Singapore’s Central Business District (CBD) recorded a 52% decline in rent last year, compared to Hong Kong.
This year, renting office space in Singapore’s Central Business District (CBD) is a lot more cheaper – almost 52% less – than in Hong Kong’s business district.
Cushman & Wakefield, in their report titled Office Space Across the World 2013, note that year-on-year rents in Singapore have fallen by almost 16%.
Cushman’s forecast is for a bottoming out of rentals in 2013, with increases predicted later in 2013 or early on in 2014.
According to the Managing Director for Asia Pacific region of the property and real estate consultancy form, Sigrid Zialcita, “Singapore’s rent ranking globally and regionally slipped in 2012, which is emblematic of conditions in other financial centres in the region. The combination of below-trend leasing activity and relatively elevated vacancies in super-Grade A space have kept rents on a downtrend over the past year, and among the lowest compared to other financial centres including Hong Kong, Tokyo, Sydney and Shanghai.”
In the meantime, rents in Singapore are growing more competitive in comparison to other areas in the region.
This is evident for instance when comparing Hong Kong’s rental value of S$16.66/sq. foot versus that of Singapore’s at a mere S$8.61/sq. foot.
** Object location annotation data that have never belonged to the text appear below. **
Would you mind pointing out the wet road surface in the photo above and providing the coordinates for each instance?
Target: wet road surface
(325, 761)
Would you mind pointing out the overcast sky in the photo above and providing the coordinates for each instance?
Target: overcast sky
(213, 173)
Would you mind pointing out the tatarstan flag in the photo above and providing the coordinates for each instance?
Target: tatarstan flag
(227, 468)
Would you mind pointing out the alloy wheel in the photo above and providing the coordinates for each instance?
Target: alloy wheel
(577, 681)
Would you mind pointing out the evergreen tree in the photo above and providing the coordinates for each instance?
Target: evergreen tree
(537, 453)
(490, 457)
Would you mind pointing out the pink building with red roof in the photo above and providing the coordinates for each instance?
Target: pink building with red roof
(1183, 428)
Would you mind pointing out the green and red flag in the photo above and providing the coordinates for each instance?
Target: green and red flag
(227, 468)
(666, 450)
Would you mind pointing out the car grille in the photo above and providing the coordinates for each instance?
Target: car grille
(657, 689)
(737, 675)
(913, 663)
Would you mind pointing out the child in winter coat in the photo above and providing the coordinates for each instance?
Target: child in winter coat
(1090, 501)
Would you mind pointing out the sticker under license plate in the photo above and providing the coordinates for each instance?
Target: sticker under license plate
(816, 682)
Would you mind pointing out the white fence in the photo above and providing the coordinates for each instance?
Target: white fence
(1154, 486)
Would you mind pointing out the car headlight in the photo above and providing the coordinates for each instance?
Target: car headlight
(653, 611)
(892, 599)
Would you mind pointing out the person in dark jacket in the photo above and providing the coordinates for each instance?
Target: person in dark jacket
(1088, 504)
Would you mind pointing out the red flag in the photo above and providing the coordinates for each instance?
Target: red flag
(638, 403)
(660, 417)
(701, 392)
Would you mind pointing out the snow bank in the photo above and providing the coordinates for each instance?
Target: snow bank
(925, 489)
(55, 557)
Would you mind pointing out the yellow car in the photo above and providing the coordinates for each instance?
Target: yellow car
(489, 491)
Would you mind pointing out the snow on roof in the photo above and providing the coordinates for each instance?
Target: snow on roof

The government in Singapore has signalled its intent to maintain competitive rents in CBD by following a strategy of decentralization of business activities into commercial hubs beyond the CBD.
And according to Cushman & Wakefield, rents will likely remain stable, thanks largely to robust demand for rental properties, and a healthy mix of supply.
According to the Country Manager of Cushman & Wakefield in Singapore, Toby Dodd, “Now is still a good time for occupiers to secure long term lease agreements in Singapore, although these opportunities may decline as the year progresses. Rents have reached the bottom of the cycle and will remain steady given strong supply pipeline of new buildings, including Asia Square Tower 2 and CapitaGreen, while other Grade A space returns to the market at buildings such as One Raffles Quay and Capital Tower as tenants realise their decentralisation strategies.”
The report also reveals that London now ranks as the world’s most costly office property market, with Rio de Janeiro following closely in third place.
Rental values in London have risen sharply due to a dearth of quality office space, especially in the city’s West End.